Preparation is the most important part. A properly listed house shouldn’t be on the market for more than a week or two. There are buyers who know exactly what they want and have been waiting, so when your listing pops up with the right specs, they’re ready.
1. Set the right price the first time.
Have the house appraised, maybe twice. Most people price way too high thinking they can do all those price drops, which just raises time on the market and makes the seller look stubborn. Pick a reasonably fair price and just negotiate on the terms (closing costs, which items stay, how much deposit). Real money is always worth more than imaginary money.
2. Have a professional do the painting, or at the very least, use painter’s tape.
There are an insane amount of houses that scream “OMG I have to sell my house so I’m painting all the walls neutral and I’ll save money by doing it myself.” They look good in the pictures but when you go to see the house, the paint is horrible and would have to be re-done anyway. And it makes you wonder what else the seller slacked on.

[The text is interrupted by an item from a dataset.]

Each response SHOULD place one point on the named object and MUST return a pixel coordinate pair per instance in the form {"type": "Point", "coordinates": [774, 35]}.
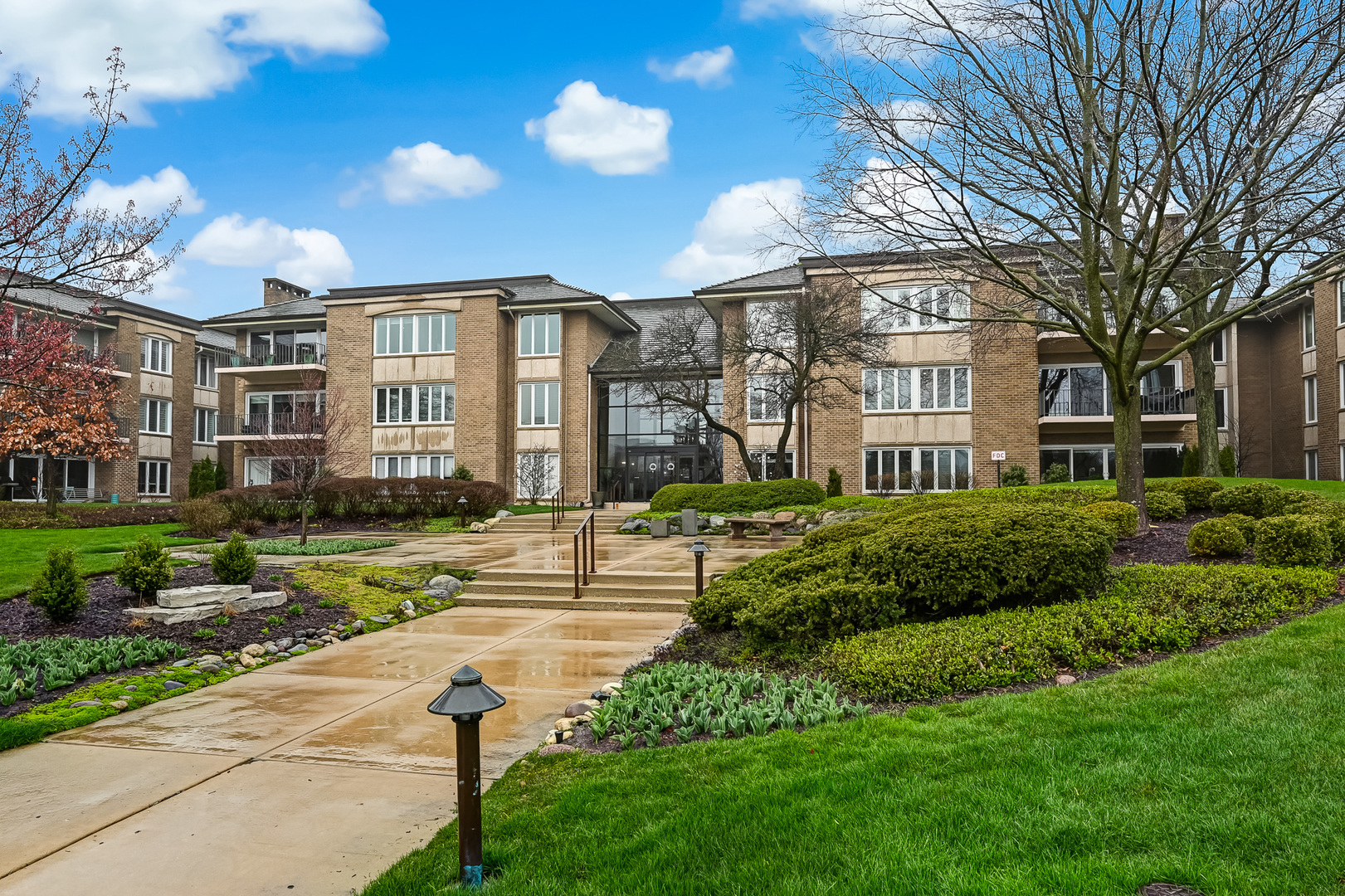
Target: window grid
{"type": "Point", "coordinates": [918, 389]}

3. Functional updates, not cosmetic.
When people choose cosmetic updates for other people and not for themselves, price is the main consideration, and it shows. You can’t predict someone else’s tastes anyway. Set a fair price and let them update it if they so choose. You’ll never make back your full investment on a cosmetic update anyway.
(Not deal breakers, but they help)
4. Take pictures that show the flow of the house, so people get an idea of the layout and not just a lot of separate rooms. 25 pictures should be the minimum.

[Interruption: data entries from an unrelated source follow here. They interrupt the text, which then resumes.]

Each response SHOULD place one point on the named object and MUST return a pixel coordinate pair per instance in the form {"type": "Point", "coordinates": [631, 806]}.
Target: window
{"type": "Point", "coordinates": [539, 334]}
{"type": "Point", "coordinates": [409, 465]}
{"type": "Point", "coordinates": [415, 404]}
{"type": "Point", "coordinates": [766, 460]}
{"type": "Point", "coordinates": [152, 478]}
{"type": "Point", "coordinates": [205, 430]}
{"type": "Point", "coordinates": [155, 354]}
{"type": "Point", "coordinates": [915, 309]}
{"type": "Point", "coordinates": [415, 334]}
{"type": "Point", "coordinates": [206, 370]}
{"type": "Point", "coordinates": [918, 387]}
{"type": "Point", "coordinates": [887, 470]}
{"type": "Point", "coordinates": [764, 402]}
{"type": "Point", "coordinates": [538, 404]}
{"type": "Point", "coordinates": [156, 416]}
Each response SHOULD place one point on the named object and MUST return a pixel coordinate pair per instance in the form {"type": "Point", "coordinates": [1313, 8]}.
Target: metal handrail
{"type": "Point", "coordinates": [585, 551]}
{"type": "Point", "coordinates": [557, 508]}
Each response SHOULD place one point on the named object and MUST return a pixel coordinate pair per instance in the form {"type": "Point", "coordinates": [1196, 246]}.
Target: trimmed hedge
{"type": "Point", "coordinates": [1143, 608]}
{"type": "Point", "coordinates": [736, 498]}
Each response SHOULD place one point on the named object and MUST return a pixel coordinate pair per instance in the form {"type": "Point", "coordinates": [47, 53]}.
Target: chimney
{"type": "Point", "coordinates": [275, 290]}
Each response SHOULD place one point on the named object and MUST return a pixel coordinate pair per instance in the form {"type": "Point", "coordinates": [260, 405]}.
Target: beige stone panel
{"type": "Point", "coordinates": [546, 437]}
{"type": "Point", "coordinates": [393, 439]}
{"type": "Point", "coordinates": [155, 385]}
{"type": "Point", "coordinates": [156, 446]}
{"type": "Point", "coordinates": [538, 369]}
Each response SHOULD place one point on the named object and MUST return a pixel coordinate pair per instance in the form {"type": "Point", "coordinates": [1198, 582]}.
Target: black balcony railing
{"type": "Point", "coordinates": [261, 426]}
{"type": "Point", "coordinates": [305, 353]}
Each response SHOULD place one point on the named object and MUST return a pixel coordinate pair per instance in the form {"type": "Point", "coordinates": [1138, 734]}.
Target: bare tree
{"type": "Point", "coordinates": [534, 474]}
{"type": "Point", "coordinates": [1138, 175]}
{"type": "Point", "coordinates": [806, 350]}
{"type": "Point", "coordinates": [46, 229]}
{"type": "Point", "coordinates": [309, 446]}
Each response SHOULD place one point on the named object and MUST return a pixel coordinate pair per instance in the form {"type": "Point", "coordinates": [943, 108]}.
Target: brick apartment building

5. Write a solid detailed description without the cliches. None of that “Prepare to be moved… into your new home!” “This house won’t last!” and so on. Someone looking through a lot of listings doesn’t want to read that a hundred times.
6. Hiring a cleaning crew to detail clean. I’ve seen dirty window blinds ruin a sale.
7. Remove anything that screams uniquely “you.” People want to imagine themselves in their new home, not yours, especially “shrine” rooms with religious items or hunting trophies. It happens more than you think.